L’effet trophique de Sb sur la muqueuse intestinale est bien décrit. Il passe notamment par la stimulation de la production d’acides gras à courtes chaînes, déprimée par les antibiotiques. On comprend donc l’intérêt de Sb dans le traitement de la diarrhée associée aux antibiotiques. Dans ces circonstances, on note une activation de l’expression des enzymes de la bordure en brosse, une activité accrue des disaccharidases, une augmentation de l’absorption du glucose couplée au Na. L’hydrolyse endoluminale est accrue et la production de polyamines intestinales est stimulée: ces dernières sont importantes dans le rôle trophique de la levure. Enfin Sb active l’expression des PPAR-γ, qui protègent l’intestin contre l’inflammation.
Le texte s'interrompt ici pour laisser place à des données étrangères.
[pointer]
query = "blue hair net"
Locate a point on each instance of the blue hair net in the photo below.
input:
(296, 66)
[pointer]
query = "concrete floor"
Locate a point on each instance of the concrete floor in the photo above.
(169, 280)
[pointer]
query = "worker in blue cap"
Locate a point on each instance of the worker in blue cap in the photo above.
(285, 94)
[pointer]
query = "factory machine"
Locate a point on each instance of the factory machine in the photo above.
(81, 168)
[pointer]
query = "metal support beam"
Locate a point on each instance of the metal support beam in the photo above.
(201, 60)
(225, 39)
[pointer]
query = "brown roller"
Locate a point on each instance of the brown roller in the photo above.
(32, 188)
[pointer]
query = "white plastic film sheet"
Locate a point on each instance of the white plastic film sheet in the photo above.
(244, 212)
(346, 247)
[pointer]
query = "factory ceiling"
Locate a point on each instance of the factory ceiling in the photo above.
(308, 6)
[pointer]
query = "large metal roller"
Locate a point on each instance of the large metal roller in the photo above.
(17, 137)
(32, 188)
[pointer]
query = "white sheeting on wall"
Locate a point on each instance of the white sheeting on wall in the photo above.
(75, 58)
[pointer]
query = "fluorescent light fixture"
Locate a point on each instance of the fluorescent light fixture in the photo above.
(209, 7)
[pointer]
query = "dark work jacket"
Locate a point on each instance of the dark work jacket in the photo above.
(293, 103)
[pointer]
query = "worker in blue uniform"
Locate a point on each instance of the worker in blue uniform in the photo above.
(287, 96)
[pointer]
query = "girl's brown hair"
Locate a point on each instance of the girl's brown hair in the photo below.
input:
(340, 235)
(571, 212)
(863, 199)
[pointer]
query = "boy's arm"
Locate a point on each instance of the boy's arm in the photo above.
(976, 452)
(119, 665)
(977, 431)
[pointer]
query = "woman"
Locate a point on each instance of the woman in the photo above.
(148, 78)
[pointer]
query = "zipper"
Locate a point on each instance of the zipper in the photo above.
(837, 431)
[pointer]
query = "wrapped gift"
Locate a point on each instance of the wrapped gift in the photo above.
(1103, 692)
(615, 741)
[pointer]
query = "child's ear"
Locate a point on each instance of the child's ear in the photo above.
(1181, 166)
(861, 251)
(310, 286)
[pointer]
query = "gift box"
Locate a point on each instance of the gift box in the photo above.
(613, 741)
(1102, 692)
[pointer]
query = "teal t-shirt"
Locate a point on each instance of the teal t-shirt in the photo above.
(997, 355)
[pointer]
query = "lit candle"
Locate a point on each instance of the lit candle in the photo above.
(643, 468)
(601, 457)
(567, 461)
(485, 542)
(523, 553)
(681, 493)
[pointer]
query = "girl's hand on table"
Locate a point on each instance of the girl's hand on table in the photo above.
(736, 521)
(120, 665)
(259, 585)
Il reste à envisager le rôle immunorégulateur de la levure Saccharomyces boulardii. Certaines toxines bactériennes déclenchent des cascades de signalisation intracellulaires qui aboutissent à la libération de cytokines pro-inflammatoires. Sb inhibe les voies de signalisation des MAP-kinases et du NF-κB, qui jouent un tel rôle. Elle libère également un facteur de petite taille, thermostable et hydrosoluble, appelé «Sb anti-inflammatory factor », aux effets anti-inflammatoires comme le dit son nom. L’apoptose des entérocytes est diminuée par la levure et on a récemment suggéré que l’activation des cellules T naïves induite par les cellules dendritiques pouvait être inhibée. En tout cas, la migration des lymphocytes s’est avérée modifiée par Sb dans un modèle d’intestin en inflammation, ainsi que l’adhésion de ces cellules aux cellules endothéliales. La production d’IgA et celle d’IgG antitoxines A et anti-B de Clostridium difficile est démontrée. Enfin, l’inhibition de la NO synthase inductible (iNOS), qui joue elle aussi un rôle dans l’inflammation, a également été démontrée. Toutes ces actions sont compatibles avec les effets démontrés de Saccharomyces boulardii dans diverses affections intestinales, en particulier les diarrhées bactériennes et virales, ainsi que dans la diarrhée associée aux antibiotiques et la colite pseudomembraneuse due à Clostridium difficile.